Parce que je suis contre la double peine. Je suis peut-être un idéaliste, mais je reste persuadé que l’athlète est, dans le 80% des cas, une victime. L’IAAF est la Fédération qui opère le plus de contrôles dans le monde. Ceux qui se sont fait attraper n’ont pas le culot de me demander de l’argent en plus. Tenez: le 9 juillet sur 100 m, il y aura Powell, Gay et Gatlin. Ces trois athlètes, tous en rémission, me coûtent moins cher qu’un seul à la grande époque.

Le dopage disparaîtra-t-il un jour?

Non, il existera toujours, la guerre sera perpétuelle. Le vrai combat contre le dopage ne pourra se faire que quand les pharmas participeront à cette lutte. Sinon, les sportifs auront toujours une longueur d’avance.

Qu’en est-il du stade d’athlétisme, du retour au stade de Pierre-de-Coubertin prévu en 2019 ou en 2020?

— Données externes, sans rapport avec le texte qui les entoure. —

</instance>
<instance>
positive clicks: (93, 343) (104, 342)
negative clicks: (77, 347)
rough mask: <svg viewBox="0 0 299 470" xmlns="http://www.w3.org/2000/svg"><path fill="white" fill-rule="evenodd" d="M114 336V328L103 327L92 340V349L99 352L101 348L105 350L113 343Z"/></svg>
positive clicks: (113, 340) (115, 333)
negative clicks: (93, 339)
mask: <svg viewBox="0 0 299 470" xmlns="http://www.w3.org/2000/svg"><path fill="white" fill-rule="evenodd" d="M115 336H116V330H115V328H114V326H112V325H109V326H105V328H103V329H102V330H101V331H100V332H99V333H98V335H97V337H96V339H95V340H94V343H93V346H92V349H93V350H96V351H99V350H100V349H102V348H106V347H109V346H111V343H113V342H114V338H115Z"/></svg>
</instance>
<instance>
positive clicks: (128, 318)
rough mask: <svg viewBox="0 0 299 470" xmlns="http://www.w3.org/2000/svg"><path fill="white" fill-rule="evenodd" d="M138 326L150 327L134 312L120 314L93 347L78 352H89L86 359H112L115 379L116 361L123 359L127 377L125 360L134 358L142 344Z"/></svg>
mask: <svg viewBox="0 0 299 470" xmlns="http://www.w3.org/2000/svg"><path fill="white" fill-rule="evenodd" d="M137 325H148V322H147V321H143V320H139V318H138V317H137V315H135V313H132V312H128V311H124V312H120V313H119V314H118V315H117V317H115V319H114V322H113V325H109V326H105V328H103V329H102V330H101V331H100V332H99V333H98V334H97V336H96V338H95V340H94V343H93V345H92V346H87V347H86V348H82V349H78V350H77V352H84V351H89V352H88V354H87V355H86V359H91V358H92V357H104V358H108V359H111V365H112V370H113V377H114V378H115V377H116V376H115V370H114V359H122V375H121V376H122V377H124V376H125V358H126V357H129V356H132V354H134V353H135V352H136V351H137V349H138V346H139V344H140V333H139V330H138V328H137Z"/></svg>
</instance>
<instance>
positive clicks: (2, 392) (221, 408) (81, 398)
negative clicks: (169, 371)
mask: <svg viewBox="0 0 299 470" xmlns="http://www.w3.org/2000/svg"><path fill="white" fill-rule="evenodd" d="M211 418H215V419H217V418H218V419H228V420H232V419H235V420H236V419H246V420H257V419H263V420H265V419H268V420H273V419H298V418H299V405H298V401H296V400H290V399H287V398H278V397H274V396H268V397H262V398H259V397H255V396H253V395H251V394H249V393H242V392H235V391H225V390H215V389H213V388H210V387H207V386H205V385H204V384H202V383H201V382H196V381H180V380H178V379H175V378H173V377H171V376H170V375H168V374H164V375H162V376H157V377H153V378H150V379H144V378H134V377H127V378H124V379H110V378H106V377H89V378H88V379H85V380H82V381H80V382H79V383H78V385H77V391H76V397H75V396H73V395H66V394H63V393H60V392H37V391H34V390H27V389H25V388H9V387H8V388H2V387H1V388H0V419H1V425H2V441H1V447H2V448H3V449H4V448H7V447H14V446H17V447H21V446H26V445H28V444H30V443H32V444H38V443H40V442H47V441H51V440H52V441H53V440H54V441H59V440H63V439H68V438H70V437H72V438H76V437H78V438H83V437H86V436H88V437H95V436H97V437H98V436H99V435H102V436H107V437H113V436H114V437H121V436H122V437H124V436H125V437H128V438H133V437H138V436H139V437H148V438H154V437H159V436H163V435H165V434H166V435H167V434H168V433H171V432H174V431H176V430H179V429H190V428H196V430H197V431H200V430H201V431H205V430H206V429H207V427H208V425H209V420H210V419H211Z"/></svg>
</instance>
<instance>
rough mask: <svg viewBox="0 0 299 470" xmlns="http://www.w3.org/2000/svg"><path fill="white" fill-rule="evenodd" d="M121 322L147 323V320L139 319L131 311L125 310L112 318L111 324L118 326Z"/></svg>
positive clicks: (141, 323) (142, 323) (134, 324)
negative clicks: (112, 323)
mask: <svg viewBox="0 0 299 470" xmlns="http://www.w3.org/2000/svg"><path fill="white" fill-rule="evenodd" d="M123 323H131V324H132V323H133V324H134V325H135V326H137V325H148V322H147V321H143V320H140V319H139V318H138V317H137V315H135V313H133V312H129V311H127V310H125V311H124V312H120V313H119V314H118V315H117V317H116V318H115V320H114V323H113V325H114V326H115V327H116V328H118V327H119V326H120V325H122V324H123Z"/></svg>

Un concours d’architectes va démarrer à fin juillet. Il aura 10’000 places couvertes - 2 tribunes amovibles avec toit - et 2000 autres; avec des modules de loges. Il n’y aura rien de fixe (contenance actuelle pour Athletissima au stade olympique: 14’232 places). Le stade ne sera pas utilisé que pour Athletissima. Il vivra. S’il correspond à mes vœux ? (Pause). Pas tout à fait, mais il sera conforme aux obligations de la Diamond League.

Vous êtes lié à la Diamond League jusqu’en 2019. Et après?

Une nouvelle licence nous sera donnée pour autant que les travaux soient en cours dès 2018. Ou avant, ce qui serait encore mieux. Cette situation est sans appel.